Pour un accord fromage réussi, la règle est simple : plus le fromage est salé et puissant, plus le vin doit être riche et sucré. Un Roquefort demande une SGN. Une Fourme d'Ambert, plus douce, s'accorde déjà avec une VT. Un Bleu d'Auvergne se situe entre les deux.
Température et service : la précision compte#
Les VT et SGN se servent entre 6 et 8 degrés. Plus froid, les arômes se ferment et la texture paraît lourde. Plus chaud, la douceur prend le dessus sur l'acidité et le vin perd sa tension.
J'insiste sur un point rarement mentionné : le verre compte autant que la température. Un verre à vin blanc classique, à ouverture resserrée, concentre les arômes et oriente le vin vers le bout de la langue où les récepteurs du sucre sont les plus actifs. C'est exactement ce qu'on veut pour un liquoreux où l'équilibre sucre-acidité est la colonne vertébrale de l'expérience.
Les maisons de référence#
Parler de VT et SGN sans mentionner la famille Hugel serait comme parler de Champagne sans Dom Pérignon.
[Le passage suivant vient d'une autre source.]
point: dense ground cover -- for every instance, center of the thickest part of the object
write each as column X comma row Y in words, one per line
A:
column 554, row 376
C'est Hugel, à Riquewihr, qui a poussé à la création du décret de 1984. Leurs VT de Riesling et de Gewurztraminer restent des références pédagogiques, des vins qui expliquent ce que la mention signifie.
Le Domaine Weinbach, installé dans l'ancien clos des Capucins à Kaysersberg, produit des SGN de Gewurztraminer d'une concentration presque irrationnelle. Un SGN 1994 de Weinbach se négocie autour de 97 euros aux enchères sur iDealwine. C'est un prix élevé, mais pour un vin de plus de trente ans qui n'a pas bougé, c'est une forme de justice.
Zind-Humbrecht, à Turckheim, incarne une approche biodynamique des VT. Leurs Riesling VT possèdent une minéralité et une tension que la richesse en sucre ne parvient pas à masquer. Un magnum de Riesling VT 1995 se trouve encore à 67 euros, ce qui, rapporté au demi-litre, reste accessible pour un vin de cette stature.
D'autres domaines méritent l'attention : Schlumberger avec sa Cuvée Anne SGN, Marcel Deiss, Rolly Gassmann, Léon Beyer. L'Alsace ne manque pas de vignerons capables de produire des liquoreux de très haut niveau.
Au-delà du dessert#
L'erreur la plus fréquente consiste à cantonner les VT et SGN au dessert. Ces vins fonctionnent en apéritif (seuls, sans amuse-bouche sucré), en accord gastronomique avec des plats salés-sucrés (canard laqué, tajine aux abricots, curry thaï doux), et bien sûr avec les fromages et le foie gras.
La vraie question n'est pas "quand servir un VT ?" mais "combien verser ?". Un verre de 8 cl suffit. Ces vins ont une densité de saveur qui rend les grandes quantités inutiles et même contre-productives. Mieux vaut un petit verre bu lentement qu'un grand verre qui sature le palais avant le troisième service.
L'Alsace a inventé, avec ses VT et ses SGN, un style de vin liquoreux qui n'appartient qu'à elle. Ni Sauternes, ni Tokaji, ni Trockenbeerenauslese. Quelque chose de plus vif, de plus aromatique, de plus tendu. Un vin qui ne cherche pas à séduire par la seule douceur mais par l'équilibre. C'est pour cette raison qu'il réussit si bien à table, là où les vins simplement sucrés échouent.